Thread: postmaster / resolv.conf / dns problem
I'm running 7.4.8 on RHEL 3.0 x86. Today, on two separate servers, I modified the resolv.conf file to point from two functioning name servers to two others. Within 5 minutes, one server would not accept new remote connections. I could log in fine w/ psql locally. All name servers involved were working fine before, during, and after. Postgres kept spawning additional postmaster processes, they'd run for a few seconds/minutes, then die. There was nothing in the logs other than routine queries / transaction log recycling. I bounced postgres, and everything is fine. 45 minutes later, the second server did the exact same thing. Anyone ever seen this? thanks!

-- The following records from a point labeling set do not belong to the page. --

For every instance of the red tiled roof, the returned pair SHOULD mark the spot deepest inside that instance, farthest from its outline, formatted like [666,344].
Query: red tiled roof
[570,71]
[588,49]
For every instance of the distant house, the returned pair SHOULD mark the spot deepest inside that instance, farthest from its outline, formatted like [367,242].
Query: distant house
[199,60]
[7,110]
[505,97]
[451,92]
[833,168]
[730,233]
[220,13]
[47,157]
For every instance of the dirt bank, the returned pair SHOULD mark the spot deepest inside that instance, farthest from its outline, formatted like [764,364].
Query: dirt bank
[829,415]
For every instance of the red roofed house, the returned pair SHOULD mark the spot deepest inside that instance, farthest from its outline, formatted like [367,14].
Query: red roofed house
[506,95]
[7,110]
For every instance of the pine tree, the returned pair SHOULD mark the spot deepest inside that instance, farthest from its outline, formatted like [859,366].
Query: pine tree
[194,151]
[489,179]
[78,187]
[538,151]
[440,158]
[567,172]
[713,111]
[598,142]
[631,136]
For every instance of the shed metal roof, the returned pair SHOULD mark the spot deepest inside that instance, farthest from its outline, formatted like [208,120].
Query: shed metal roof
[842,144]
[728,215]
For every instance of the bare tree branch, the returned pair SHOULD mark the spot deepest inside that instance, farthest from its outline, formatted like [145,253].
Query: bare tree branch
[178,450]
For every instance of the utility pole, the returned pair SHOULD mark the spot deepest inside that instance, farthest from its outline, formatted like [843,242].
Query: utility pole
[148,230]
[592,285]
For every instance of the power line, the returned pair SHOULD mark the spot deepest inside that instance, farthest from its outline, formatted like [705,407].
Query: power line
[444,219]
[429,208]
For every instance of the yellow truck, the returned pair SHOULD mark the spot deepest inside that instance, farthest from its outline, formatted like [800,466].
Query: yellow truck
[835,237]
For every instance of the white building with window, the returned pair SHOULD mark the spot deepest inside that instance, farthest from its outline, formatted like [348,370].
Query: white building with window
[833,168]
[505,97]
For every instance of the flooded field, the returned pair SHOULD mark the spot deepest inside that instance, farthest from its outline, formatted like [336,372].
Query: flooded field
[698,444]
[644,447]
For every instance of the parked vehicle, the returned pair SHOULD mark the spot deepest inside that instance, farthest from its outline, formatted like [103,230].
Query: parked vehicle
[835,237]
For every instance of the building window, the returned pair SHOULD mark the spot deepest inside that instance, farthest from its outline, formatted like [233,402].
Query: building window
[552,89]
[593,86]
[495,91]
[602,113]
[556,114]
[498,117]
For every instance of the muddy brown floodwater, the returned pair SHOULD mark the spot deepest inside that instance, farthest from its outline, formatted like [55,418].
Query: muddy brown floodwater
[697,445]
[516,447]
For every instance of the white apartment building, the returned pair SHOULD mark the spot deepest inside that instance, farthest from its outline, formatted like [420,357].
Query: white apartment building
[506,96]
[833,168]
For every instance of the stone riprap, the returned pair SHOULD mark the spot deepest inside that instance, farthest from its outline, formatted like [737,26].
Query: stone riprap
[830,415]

Cott Lang <cott@internetstaff.com> writes: > I'm running 7.4.8 on RHEL 3.0 x86. > Today, on two separate servers, I modified the resolv.conf file to point > from two functioning name servers to two others. > Within 5 minutes, one server would not accept new remote connections. I > could log in fine w/ psql locally. This is pretty bizarre ... offhand I would not have thought that the postmaster depended on DNS service at all. Were you maybe using DNS names instead of IP addresses in pg_hba.conf? What exactly does "would not accept" mean --- what was the exact error message, and was there anything in the postmaster log? regards, tom lane
> Within 5 minutes, one server would not accept new remote connections. I > could log in fine w/ psql locally. This is pretty bizarre ... offhand I would not have thought that the postmaster depended on DNS service at all. Were you maybe using DNS names instead of IP addresses in pg_hba.conf? What exactly does "would not accept" mean --- what was the exact error message, and was there anything in the postmaster log?
I'm using only IP addresses in pg_hba.conf.
There was nothing in the postmaster log indicating a problem.
The only thing I saw strange was multiple postmasters spawning and disappearing.
The errors I got in the JDBC drivers was the connection pool timing out trying to get a connection, so it's possible they were working, just taking horribly long to connect. Timeouts for Nagios monitoring PG was 10 seconds; pools were 20 seconds. In three years, I've probably seen 3 time outs. :)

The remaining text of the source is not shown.